Editor’s Note: Vanyaland’s Nick Johnston is out in Park City, Utah for the 2020 Sundance Film Festival; click here for our continued coverage from the fest and also check out our official Sundance 2020 preview.
One always forgets just how many people it takes to make a pop star, as an early shot in the Taylor Swift documentary Miss Americana makes abundantly clear. Her nearly 20-person-strong “team” dwarfs her in a conference room, as she announces plans for her new record, which, at that point, was only in the conceptual stage. She’s pressed on the album’s length, not having even put pen to paper, and tells an associate that it should be “16 to 20” songs. It’s somewhat of a comeback for the singer/songwriter, having been stunned by the (very relative) failure of her last album, Reputation, and we witness her react to her Grammy snub that year as well to drive home how far she believes that she’s fallen. Director Lana Wilson then cuts back to home videos of a very young Swift performing her first songs for the camera, of which her undeniable charm, distilled to its most genuinely precious, radiates from the screen. That was just her and a guitar and a camcorder, and Wilson wants us to know that the person who began on this journey is merely just a grown-up version of that kid, dealing with the struggles of fame and her status as a gossip column icon. In essence, Miss Americana is an exercise in watching a person turn into a corporation, and even though every one of its “raw” details feels pored over by a thousand eyes, it’s still a relatively interesting watch.

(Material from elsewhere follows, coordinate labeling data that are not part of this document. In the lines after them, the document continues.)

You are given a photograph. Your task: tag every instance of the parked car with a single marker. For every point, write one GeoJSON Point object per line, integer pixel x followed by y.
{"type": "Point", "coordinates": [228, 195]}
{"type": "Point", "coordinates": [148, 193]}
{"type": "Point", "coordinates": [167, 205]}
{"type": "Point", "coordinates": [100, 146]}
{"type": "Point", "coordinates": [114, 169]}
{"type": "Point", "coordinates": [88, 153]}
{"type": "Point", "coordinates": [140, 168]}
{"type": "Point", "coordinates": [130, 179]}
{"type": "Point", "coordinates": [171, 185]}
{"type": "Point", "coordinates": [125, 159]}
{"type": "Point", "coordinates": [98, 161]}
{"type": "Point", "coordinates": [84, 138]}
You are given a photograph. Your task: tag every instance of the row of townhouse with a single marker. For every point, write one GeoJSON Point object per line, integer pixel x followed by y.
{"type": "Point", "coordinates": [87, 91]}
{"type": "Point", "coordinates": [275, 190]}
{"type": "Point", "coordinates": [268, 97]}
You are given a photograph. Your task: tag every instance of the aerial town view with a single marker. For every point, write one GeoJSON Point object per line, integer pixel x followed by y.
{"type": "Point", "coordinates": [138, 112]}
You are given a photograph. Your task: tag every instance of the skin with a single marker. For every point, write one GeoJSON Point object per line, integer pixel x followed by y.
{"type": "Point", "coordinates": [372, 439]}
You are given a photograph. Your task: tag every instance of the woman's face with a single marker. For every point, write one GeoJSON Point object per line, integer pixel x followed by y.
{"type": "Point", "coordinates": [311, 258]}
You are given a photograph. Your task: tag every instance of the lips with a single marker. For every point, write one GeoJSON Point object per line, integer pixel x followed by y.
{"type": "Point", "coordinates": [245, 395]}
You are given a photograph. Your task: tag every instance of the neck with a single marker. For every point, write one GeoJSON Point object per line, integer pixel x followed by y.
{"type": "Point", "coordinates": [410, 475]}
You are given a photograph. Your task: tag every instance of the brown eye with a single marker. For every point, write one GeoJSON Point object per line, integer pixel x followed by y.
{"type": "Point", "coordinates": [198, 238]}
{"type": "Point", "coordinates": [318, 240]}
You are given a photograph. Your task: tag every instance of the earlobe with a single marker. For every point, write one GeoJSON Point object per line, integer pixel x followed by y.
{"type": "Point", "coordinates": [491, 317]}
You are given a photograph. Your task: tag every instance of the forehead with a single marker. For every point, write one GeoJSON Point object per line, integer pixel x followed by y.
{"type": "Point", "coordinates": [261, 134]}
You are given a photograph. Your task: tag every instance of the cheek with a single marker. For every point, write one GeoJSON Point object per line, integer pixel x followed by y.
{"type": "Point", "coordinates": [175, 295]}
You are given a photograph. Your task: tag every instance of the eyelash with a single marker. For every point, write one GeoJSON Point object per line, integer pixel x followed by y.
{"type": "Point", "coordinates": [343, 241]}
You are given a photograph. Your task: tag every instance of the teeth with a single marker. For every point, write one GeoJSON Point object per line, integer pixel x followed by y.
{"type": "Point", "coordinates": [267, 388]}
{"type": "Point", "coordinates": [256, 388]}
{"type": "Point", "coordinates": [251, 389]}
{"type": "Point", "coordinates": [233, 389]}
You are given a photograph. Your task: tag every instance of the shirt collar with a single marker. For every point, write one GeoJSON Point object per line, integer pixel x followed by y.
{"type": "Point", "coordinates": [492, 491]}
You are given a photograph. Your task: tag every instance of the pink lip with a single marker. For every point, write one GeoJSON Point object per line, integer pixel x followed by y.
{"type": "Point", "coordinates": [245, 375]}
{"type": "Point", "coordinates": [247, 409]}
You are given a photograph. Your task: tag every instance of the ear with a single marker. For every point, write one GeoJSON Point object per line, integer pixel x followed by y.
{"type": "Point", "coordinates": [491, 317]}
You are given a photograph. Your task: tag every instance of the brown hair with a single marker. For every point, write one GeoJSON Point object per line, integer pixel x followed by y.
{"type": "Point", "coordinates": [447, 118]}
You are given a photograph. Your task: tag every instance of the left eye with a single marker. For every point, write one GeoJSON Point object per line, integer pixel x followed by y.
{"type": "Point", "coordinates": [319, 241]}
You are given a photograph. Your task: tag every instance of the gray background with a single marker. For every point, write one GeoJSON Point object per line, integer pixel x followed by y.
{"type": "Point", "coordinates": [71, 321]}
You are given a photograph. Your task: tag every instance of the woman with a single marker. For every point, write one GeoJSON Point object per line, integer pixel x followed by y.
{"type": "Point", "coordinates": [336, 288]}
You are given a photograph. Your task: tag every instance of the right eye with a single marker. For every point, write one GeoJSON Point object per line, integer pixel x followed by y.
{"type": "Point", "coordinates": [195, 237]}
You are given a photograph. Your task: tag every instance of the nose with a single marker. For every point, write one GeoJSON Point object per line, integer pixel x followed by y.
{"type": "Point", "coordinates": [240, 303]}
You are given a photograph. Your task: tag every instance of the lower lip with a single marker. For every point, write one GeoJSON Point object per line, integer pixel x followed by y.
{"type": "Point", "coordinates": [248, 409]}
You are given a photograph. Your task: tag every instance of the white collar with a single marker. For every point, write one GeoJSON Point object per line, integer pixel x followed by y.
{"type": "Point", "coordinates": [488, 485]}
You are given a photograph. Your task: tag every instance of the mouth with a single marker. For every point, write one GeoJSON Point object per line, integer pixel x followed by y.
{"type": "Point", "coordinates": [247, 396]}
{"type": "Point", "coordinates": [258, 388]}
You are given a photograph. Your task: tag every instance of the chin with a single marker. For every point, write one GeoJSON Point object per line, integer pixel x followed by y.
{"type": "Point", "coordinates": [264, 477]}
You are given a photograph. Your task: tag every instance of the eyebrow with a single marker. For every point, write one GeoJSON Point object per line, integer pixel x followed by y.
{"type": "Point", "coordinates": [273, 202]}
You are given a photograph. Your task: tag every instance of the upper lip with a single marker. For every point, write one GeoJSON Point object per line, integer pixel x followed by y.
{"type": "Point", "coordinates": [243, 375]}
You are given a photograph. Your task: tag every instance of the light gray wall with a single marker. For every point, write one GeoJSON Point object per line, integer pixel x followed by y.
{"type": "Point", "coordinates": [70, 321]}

A whole lot of Swift’s early work was defined by her authenticity — in an era of overproduced pop-country farmed out to a thousand and one ghostwriters, it was, in fact, novel to have a young woman on the stage performing songs that she herself wrote — and her transition into pop music (assisted somewhat by Kanye West making her even more of a household name at the 2009 VMAs) both propelled her into a different strata of superstardom and distanced herself from her original draw. That, she believes, is where the “fake” accusations came into play, and she still regards West with some measure of frustration seeing him as a part of the formative trauma that sent her on the path to where she is today. It is relatively sad to see old footage of Swift, directly after the VMAs, looking so hurt and devastated when she’s being asked about the incident. She just wanted to be loved, and at that moment, on that stage, she couldn’t tell that the boos weren’t for her. Wilson makes her anxiety feel relatable — to a point, that is — though there’s still a guard up even at its most unfiltered. It’s hard to be real when you know that there’s a camera in the room, after all.
After summing up Swift’s career to the point of her retreat from the public eye, Wilson presents somewhat of an apologia for Swift’s previously apolitical stances on issues before diving headlong into the specifics of her campaign to prevent Marsha Blackburn’s election to the US Senate in her home state of Tennessee. Admittedly, it’s a reason that I’d never considered going into the documentary: Swift’s country roots — and her initial success as a performer — coincided with the downfall of the Dixie Chicks, who, famously, got pilloried by their fans in the aftermath of them making their feelings known about George W. Bush right as he was about to plunge our nation into a forever war. That undoubtedly would make an impression on a young person who just merely wanted to be liked by their audience, and that type of protectionist stance feels natural when glimpsed through that lens. But she now feels compelled to act, her own experiences with sexual assault (which is briefly covered in the film) having given her a purpose. A scene where she defiantly tells her managers (and her family) that she’s planning on endorsing candidates, paired with a scene earlier when she mentions her long-term stalkers (one who even went as far as to break into her house to sleep in her bed) puts it somewhat clear that these choices do come with consequences more tangible than lost record sales.
Those attempts at re-writing Swift’s public story don’t always succeed: It is a bit frustrating watching her grow a political spine in what feels like real time, a luxury that most are deprived of thanks to circumstances beyond their control, and, again, to watch Miss Americana is to understand that it is a compromised product, which means Wilson can never quite go as hard as she might like. But, when in doubt, the director can fall back on the doc’s real draw: Footage of the singer working in the studio on the tracks for Lover, which are full of creative life and spark as she figures out catchy hooks and lyrics in front of our very eyes. There’s a palpable excitement to those moments, and it makes Wilson’s (and, to a lesser extent, Swift’s) point about the singer essentially being the same person she was all those years ago much stronger when we can observe it for ourselves.